Vénus noire [Black Venus] (2010)

Vénus noire
Director: Abdellatif Kechiche
Writer: Abdellatif Kechiche, Ghalia Lacroix
Cast: Yahima TorresOlivier GourmetAndre JacobsElina LöwensohnFrançois MarthouretMichel Gionti
Seen on: 13.6.2017
1-gif-review

CN: all kinds of abuse and racist shit

Plot:
At the beginning of the 19th century, Sarah Baartman (Yahima Torres) follows her employer Hendrick Cesar (Andre Jacobs) from South Africa to the UK. She hopes for a better life there, instead Cesar exhibits her as a carnival attraction: a “savage” black woman with a big butt. When they meet bear tamer Réaux (Olivier Gourmet), he poshes them to go to the next level of the show, despite the troubles they already encountered in the UK.
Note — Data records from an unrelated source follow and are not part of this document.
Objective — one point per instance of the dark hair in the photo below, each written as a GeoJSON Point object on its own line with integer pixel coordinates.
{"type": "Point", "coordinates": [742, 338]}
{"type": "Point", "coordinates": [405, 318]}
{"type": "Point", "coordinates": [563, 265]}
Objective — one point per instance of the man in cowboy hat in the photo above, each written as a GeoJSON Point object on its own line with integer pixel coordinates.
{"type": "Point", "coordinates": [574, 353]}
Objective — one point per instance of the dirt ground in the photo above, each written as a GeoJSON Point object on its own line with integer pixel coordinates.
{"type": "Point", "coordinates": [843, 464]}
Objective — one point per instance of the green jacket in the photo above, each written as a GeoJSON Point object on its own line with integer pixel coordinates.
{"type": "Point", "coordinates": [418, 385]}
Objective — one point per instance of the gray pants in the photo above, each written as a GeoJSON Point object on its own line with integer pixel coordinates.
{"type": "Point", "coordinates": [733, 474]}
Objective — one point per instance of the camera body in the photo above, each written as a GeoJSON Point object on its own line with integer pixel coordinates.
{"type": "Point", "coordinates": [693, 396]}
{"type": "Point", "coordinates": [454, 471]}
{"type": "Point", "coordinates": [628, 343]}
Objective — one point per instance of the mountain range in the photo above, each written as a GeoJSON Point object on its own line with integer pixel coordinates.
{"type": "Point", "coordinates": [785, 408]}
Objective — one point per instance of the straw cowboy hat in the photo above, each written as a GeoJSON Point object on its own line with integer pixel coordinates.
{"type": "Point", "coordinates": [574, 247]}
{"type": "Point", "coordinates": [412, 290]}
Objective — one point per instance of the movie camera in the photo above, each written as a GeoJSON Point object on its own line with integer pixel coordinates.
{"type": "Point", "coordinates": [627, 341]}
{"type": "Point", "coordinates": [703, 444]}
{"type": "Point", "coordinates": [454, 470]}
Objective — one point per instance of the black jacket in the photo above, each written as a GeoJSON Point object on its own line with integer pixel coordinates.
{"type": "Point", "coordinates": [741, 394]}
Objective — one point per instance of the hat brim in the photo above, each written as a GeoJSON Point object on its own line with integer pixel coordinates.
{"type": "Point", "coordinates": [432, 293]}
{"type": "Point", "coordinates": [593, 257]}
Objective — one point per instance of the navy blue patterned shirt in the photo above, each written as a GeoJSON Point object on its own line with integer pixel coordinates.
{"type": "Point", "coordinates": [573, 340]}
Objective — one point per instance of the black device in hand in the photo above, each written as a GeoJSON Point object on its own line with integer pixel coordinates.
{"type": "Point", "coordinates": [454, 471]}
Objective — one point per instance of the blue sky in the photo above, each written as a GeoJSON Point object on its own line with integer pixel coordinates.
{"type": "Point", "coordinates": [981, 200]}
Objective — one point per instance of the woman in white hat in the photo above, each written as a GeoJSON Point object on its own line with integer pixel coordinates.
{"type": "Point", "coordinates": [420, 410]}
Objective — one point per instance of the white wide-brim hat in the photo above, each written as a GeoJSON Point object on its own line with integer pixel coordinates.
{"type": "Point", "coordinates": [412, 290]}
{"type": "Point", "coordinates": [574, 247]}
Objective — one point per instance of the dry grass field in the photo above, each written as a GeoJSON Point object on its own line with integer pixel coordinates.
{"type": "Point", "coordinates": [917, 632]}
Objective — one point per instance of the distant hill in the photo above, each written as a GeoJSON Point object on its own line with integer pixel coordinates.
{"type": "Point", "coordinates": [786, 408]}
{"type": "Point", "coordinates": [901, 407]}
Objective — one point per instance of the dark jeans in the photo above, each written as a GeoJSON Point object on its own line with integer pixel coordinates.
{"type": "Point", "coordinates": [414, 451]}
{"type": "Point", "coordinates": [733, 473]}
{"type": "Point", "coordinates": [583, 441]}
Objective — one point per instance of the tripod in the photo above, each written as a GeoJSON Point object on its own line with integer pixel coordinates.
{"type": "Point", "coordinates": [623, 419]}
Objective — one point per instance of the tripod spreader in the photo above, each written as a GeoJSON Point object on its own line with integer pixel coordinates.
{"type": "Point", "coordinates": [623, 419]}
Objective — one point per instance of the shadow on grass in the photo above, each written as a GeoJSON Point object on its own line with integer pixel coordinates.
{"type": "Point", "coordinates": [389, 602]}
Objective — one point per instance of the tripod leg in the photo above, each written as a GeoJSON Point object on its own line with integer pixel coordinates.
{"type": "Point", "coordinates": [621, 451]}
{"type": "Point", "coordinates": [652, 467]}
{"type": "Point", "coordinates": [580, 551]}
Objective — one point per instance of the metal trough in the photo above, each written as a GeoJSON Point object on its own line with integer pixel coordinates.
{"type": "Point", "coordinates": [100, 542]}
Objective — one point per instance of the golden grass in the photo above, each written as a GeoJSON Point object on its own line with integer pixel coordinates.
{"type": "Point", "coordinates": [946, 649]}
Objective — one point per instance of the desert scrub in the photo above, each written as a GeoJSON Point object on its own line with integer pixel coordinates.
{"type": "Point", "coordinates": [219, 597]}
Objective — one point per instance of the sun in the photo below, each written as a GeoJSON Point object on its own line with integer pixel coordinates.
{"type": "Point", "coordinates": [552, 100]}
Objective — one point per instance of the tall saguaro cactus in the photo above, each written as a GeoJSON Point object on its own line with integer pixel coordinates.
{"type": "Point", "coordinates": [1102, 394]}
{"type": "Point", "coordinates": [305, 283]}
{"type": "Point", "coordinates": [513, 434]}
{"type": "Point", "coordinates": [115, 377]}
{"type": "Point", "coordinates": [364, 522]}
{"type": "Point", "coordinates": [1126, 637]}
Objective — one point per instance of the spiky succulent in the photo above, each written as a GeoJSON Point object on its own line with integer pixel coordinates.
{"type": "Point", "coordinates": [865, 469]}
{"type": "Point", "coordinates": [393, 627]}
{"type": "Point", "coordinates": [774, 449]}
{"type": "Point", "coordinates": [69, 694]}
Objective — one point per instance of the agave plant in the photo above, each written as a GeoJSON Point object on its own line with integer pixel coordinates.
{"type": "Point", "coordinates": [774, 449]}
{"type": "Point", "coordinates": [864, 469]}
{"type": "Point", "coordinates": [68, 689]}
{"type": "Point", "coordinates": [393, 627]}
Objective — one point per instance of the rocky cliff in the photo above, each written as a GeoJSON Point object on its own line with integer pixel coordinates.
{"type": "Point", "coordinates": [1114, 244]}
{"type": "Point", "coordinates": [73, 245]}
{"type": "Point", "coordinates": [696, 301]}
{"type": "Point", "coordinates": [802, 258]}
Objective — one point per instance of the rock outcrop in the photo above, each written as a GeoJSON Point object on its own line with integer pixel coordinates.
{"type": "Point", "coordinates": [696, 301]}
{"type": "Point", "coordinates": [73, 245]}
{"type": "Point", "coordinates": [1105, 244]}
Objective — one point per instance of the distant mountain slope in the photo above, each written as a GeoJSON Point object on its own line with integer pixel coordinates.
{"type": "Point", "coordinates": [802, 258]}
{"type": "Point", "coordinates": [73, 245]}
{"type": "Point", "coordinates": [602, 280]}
The story of Sarah Baartman is a horrifying example of colonialism and racism and everything that is wrong with white people. Unfortunately, the film is an exercise in sensationalism and does neither Baartman nor her story justice.
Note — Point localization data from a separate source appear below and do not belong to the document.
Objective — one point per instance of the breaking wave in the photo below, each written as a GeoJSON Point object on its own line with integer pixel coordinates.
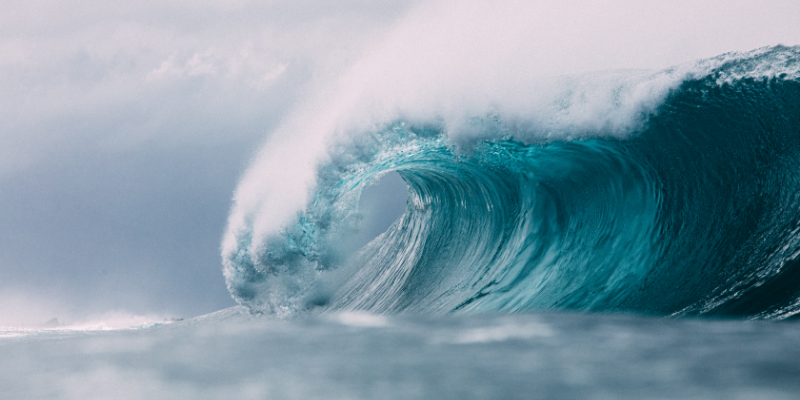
{"type": "Point", "coordinates": [667, 193]}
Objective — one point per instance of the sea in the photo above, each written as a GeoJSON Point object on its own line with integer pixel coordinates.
{"type": "Point", "coordinates": [622, 234]}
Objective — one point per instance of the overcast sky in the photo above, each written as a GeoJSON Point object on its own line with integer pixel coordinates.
{"type": "Point", "coordinates": [125, 126]}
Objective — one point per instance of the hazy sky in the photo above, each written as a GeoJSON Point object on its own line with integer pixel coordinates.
{"type": "Point", "coordinates": [126, 126]}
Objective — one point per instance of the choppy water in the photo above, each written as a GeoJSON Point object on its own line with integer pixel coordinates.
{"type": "Point", "coordinates": [231, 354]}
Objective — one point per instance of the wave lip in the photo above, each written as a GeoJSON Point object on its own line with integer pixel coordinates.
{"type": "Point", "coordinates": [688, 208]}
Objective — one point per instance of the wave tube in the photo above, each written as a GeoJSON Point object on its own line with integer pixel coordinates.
{"type": "Point", "coordinates": [693, 208]}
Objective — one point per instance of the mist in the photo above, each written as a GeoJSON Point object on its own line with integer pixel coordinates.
{"type": "Point", "coordinates": [129, 129]}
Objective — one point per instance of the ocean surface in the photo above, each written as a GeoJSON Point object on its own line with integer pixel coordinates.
{"type": "Point", "coordinates": [619, 234]}
{"type": "Point", "coordinates": [234, 355]}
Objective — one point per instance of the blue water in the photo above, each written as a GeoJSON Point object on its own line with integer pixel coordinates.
{"type": "Point", "coordinates": [646, 250]}
{"type": "Point", "coordinates": [691, 209]}
{"type": "Point", "coordinates": [232, 355]}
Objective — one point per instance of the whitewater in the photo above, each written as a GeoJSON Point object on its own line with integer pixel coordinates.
{"type": "Point", "coordinates": [571, 224]}
{"type": "Point", "coordinates": [661, 193]}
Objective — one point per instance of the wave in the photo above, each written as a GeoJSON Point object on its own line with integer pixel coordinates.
{"type": "Point", "coordinates": [666, 193]}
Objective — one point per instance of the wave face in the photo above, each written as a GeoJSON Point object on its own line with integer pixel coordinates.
{"type": "Point", "coordinates": [694, 211]}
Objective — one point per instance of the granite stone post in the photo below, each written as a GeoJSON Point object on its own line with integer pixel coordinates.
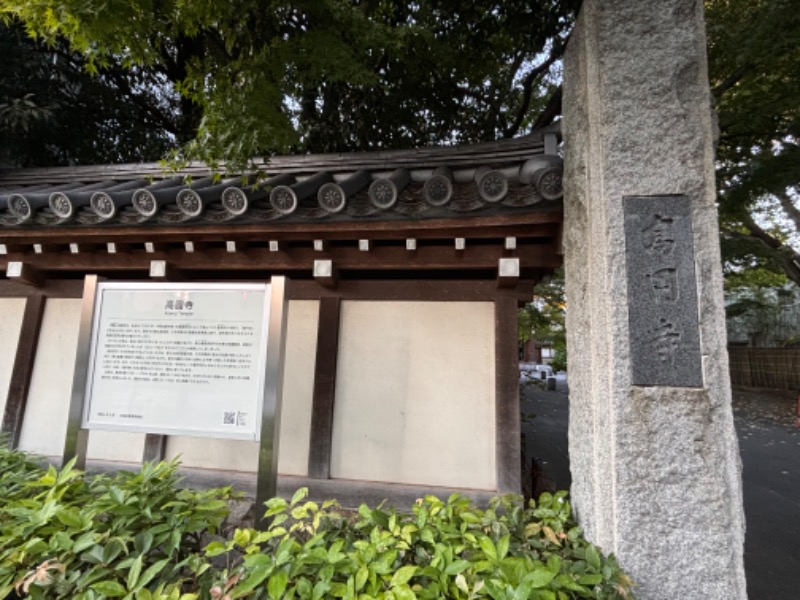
{"type": "Point", "coordinates": [656, 474]}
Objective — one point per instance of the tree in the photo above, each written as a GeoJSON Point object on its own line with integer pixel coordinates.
{"type": "Point", "coordinates": [255, 77]}
{"type": "Point", "coordinates": [754, 53]}
{"type": "Point", "coordinates": [53, 112]}
{"type": "Point", "coordinates": [543, 318]}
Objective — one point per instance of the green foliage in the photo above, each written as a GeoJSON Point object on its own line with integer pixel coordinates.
{"type": "Point", "coordinates": [449, 549]}
{"type": "Point", "coordinates": [754, 50]}
{"type": "Point", "coordinates": [132, 535]}
{"type": "Point", "coordinates": [53, 112]}
{"type": "Point", "coordinates": [257, 77]}
{"type": "Point", "coordinates": [543, 318]}
{"type": "Point", "coordinates": [137, 536]}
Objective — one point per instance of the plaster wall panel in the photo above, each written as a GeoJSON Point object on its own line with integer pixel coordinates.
{"type": "Point", "coordinates": [11, 313]}
{"type": "Point", "coordinates": [211, 453]}
{"type": "Point", "coordinates": [415, 394]}
{"type": "Point", "coordinates": [45, 423]}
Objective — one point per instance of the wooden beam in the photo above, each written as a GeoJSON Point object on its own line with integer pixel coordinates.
{"type": "Point", "coordinates": [18, 387]}
{"type": "Point", "coordinates": [52, 288]}
{"type": "Point", "coordinates": [319, 454]}
{"type": "Point", "coordinates": [507, 420]}
{"type": "Point", "coordinates": [430, 290]}
{"type": "Point", "coordinates": [392, 257]}
{"type": "Point", "coordinates": [530, 224]}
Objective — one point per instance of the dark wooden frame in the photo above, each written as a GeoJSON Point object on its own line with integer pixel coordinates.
{"type": "Point", "coordinates": [22, 371]}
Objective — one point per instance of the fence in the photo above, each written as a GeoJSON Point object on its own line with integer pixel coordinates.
{"type": "Point", "coordinates": [777, 368]}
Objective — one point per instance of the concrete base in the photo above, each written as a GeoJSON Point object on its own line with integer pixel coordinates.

After Blue Is the Warmest Color it didn’t really come as a surprise to me that Kechiche is more interested in the male perspective on his female characters than he is in those characters himself. But in this case, this becomes even more grievous than in BItWC because we’re talking about an actual woman of color who has been mistreated for the entertainment of white people for all of her life (and even after her death) and instead of finally giving us her perspective of things, Kechiche instrumentalizes her yet again to satisfy the white (male) gaze (yes, I’m aware that Kechiche isn’t white – the gaze of the film is, though).

Yahima Torres is astounding in her role, especially considering those filmic circumstances. Every once in a while there is a scene where she manages to take the film away from Kechiche and where the film this should have been shines through – all thanks to Torres’ tremendous acting.

Given that the film seems to delight in lingering on Sarah’s pain and her abuse and barely gives her a voice in the process, instead focusing on Réaux, it’s absolutely tough to watch and hard to stomach. I happened to see it with a couple of friends with the express purpose of discussing the film, and I can only recommend that setting for watching it (or not watching it at all). Because it’s definitely not a film that can be left uncommented. As a basis for discussion it may be of worth. But mostly it’s a racist, sexist pile of shit.

Summarizing: Better to inform yourself about Baartman another way.